Tottenham is one of the most deprived boroughs in the country. I live streets away from where eight-year-old Victoria Climbié died because of her abusive guardians. A few years ago, Ikea opened up at the edge of Tottenham, with a deep discount on the first day. It became a scene of a stabbing over sofas. A few years ago, my partner and I were beaten up, yards from my home by several thirteen year old boys and girls.

No doubt, once more, some commentators will come out blaming "deprivation and poverty" for these riots. I reject this view completely. I grew up in India, where there is real, abject poverty - families without homes, food, shoes. Anger about a fatal police shooting does not necessitate burning buses and looting shops. This view is also unfair to the many, many families in Tottenham and elsewhere, who live on a tiny income and never once think about going out and ruining our public streets. I just received a phone call from an elderly Jamaican lady, who misdialled her daughter's number and connected to me. All she cared about speaking to her daughter, making sure she was safe. She doesn't want to burn cars and shops to make a point.

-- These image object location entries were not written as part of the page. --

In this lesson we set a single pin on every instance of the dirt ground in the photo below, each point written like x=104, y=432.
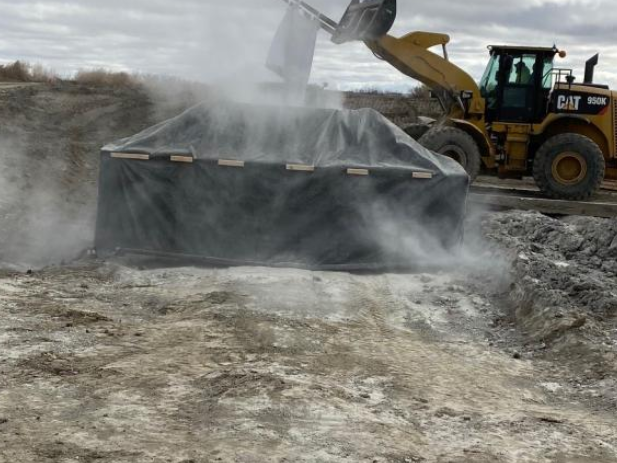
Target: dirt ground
x=508, y=354
x=103, y=362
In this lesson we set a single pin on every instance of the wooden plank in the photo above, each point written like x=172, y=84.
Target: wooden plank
x=132, y=156
x=300, y=168
x=358, y=172
x=546, y=206
x=185, y=159
x=230, y=163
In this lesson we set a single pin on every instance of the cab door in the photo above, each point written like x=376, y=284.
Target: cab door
x=519, y=85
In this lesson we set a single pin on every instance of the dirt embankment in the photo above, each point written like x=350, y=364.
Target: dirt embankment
x=50, y=136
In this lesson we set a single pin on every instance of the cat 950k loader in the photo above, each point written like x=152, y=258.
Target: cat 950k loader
x=525, y=117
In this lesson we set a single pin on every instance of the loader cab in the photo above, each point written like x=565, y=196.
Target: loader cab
x=517, y=84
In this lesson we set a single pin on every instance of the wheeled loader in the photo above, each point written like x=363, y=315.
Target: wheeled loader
x=525, y=117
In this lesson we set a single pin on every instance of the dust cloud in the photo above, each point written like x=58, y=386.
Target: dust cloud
x=39, y=224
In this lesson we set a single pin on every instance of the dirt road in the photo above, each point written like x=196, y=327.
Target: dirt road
x=104, y=363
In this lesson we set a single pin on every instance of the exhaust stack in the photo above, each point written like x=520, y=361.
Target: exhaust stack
x=590, y=68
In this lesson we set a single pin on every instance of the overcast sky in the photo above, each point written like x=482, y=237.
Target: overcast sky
x=228, y=40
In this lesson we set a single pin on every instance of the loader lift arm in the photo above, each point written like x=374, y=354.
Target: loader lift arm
x=370, y=21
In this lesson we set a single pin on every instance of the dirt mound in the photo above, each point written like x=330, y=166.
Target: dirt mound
x=564, y=285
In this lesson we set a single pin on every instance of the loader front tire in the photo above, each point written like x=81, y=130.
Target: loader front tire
x=456, y=144
x=569, y=166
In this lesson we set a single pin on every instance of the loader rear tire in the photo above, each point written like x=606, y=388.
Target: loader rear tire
x=569, y=166
x=456, y=144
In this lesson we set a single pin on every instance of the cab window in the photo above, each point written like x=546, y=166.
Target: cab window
x=488, y=84
x=522, y=70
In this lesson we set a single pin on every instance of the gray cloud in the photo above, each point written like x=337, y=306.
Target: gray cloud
x=223, y=41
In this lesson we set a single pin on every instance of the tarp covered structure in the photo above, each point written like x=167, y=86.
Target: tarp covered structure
x=238, y=184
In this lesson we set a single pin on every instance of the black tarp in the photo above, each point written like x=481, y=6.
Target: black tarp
x=411, y=203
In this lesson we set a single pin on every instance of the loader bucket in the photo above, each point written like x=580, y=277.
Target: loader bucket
x=365, y=21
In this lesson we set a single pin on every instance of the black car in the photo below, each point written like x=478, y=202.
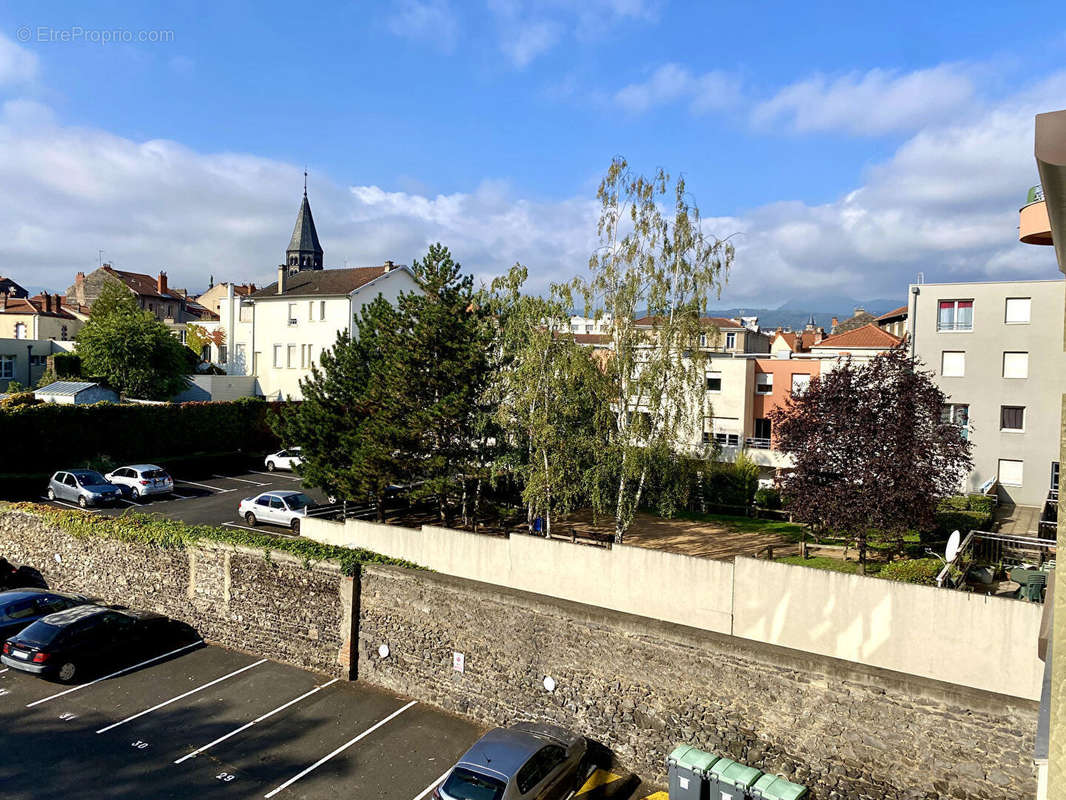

The actions of this small, but significant group tarnishes the entire area and it shouldn't. My area of Tottenham is one of the most diverse in Europe, from Holocaust refugees to Eastern Europeans.

Every day, when I sit at my bus stop, overlooking the spot in Tottenham where those kids kicked and punched my partner to the ground, I know whose side I am on. Not on the side of those who think looting widescreen TV's from shops is a way to express a view, but on the side of the ordinary resident - the Turkish hairdresser, the takeaway owner, all of us who choose not to allow the rule of the mob to triumph over the rule of law.